As to how anyone can think such a situation is fun, it's precisely because it injects something brutal and chaotic into a game that is too often formulaic, plodding, and procedural.

Basically what @steveg700 said. Since I started using @Sostratus balance mod, I find barbs are even more brutal. They change what is happening tactically quite a bit. I had a game recently where barbs acted as a buffer, keeping Norway busy while I peacefully expanded. Although I then got too greedy, and the nipping little rats then razed one of my cities!?! Grr. Still, very fun.

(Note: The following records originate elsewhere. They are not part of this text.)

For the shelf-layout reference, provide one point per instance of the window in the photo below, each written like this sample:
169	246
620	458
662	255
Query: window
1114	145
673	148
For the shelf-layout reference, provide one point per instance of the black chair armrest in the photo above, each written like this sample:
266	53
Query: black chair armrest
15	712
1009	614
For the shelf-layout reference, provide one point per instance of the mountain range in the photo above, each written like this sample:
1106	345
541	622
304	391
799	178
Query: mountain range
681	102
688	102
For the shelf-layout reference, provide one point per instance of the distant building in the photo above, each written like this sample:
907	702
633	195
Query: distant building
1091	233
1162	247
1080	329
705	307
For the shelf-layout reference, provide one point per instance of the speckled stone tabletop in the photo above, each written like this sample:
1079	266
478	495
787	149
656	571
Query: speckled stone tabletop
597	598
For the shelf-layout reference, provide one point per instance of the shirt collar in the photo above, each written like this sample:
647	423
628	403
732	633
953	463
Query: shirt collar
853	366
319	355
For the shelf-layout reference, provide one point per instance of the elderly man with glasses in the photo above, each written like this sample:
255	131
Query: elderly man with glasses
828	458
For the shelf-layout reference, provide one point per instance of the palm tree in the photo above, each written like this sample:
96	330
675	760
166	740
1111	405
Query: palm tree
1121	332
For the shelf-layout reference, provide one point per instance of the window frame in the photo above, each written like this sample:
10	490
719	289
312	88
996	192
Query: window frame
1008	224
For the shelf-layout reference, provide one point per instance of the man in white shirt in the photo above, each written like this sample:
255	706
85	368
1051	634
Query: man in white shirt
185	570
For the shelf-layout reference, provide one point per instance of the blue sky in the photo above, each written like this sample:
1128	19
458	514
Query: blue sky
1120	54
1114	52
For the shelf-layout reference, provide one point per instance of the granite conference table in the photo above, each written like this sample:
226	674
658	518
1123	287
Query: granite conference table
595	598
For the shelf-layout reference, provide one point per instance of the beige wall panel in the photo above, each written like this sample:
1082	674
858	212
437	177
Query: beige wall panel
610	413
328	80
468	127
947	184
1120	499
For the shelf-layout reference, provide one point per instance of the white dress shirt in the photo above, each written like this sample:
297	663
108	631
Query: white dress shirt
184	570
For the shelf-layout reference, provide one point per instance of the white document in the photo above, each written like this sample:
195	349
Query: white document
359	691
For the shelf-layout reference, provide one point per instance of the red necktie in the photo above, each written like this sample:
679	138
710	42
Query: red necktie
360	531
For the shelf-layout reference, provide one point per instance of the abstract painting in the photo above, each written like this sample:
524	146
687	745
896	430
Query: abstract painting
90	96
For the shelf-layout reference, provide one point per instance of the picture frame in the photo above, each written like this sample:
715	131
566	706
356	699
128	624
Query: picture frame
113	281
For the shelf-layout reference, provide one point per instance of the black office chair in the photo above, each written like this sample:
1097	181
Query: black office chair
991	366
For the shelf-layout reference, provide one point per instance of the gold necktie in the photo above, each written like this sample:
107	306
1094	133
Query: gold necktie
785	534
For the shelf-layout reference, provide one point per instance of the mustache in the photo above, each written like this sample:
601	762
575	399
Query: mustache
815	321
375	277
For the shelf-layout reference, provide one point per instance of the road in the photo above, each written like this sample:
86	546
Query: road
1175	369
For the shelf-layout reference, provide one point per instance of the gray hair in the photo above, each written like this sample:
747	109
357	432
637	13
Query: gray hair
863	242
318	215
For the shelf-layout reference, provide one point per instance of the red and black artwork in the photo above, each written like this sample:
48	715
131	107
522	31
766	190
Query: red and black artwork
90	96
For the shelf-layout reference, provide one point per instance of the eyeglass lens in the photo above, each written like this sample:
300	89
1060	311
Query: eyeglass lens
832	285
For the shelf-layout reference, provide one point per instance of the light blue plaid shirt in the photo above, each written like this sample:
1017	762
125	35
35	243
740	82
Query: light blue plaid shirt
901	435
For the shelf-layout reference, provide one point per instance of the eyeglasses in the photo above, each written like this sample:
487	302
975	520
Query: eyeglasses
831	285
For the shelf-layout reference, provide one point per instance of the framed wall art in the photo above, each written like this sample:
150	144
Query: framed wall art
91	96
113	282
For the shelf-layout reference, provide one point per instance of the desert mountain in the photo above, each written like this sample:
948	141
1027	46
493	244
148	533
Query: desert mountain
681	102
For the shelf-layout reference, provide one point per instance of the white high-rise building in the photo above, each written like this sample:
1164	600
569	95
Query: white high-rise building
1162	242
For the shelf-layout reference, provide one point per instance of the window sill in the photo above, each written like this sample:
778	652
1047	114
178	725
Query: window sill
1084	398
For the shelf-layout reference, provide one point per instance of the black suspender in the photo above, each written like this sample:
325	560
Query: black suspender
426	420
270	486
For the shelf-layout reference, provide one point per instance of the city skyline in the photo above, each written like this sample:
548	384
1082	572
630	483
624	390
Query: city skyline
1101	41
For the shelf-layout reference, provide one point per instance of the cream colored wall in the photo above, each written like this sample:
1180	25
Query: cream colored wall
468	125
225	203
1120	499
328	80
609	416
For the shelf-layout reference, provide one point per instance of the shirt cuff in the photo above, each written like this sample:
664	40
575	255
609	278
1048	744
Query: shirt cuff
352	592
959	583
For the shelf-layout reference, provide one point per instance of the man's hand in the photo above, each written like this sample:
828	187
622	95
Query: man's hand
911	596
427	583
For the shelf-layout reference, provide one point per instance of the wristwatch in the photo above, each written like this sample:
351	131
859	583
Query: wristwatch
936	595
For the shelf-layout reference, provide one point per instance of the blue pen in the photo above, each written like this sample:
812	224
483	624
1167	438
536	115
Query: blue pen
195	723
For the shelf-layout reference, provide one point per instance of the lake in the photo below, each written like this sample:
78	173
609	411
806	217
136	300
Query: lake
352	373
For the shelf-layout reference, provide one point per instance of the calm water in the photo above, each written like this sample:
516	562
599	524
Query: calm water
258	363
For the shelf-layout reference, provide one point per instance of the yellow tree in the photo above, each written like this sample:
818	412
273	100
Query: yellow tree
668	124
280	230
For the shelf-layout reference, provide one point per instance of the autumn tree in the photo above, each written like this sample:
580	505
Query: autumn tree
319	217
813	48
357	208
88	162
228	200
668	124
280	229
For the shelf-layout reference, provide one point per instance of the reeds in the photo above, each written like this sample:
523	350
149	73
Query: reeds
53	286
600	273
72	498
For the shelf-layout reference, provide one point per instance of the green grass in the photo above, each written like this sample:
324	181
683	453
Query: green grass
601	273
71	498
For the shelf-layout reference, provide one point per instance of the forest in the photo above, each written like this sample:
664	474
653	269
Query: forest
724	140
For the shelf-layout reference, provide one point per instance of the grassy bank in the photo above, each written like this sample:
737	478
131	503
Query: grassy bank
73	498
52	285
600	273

There are fun nuances to barbs. You can level up a new army. Era score - sometimes I’m looking for barbs to push a golden age, other times I have to leave the camps and risk barb storms because I want that dark age. Sending scouts out far or sending naked settlers have real risks. Keeping a builder around with a single charge to repair is a must.

I just wish barbs had a little more variety. More unique barb units would be a big improvement. Barb camps acting a bit more like cities would be nice, so they feel less like wandering monsters. Actual barb Cities would be awesome, but so,etching that involved is not quite worth the effort and there are other things FXS should concentrate on as a priority. Yeah, really, I’d be happy with just a few more unique units for barbs.
 
Since I started using @Sostratus balance mod, I find barbs are even more brutal.
For those wondering, it sets spears to have 30 base combat, instead of 25, so your starting warrior no longer has free +5 against them. Now, you are always free to build your own spearmen for barb hunting, or bring an archer.
But I felt that making spears an actually viable ancient/early classic unit outweighed this relative edge case where your starting warriors could hack through camps 20% faster.
 
For those wondering, it sets spears to have 30 base combat, instead of 25, so your starting warrior no longer has free +5 against them. Now, you are always free to build your own spearmen for barb hunting, or bring an archer.
But I felt that making spears an actually viable ancient/early classic unit outweighed this relative edge case where your starting warriors could hack through camps 20% faster.

I actually feel like the change improves the balance of barbs. Clearing the actual barb camp with warriors is much harder.
 
Barbs in general do not bother me too much because I play with an unlimited barb XP mod. If I am going to be stuck fighting those idiots over the millienea, I am going to earn XP for it, especially when they ignore juicier targets JUST to ding the human player.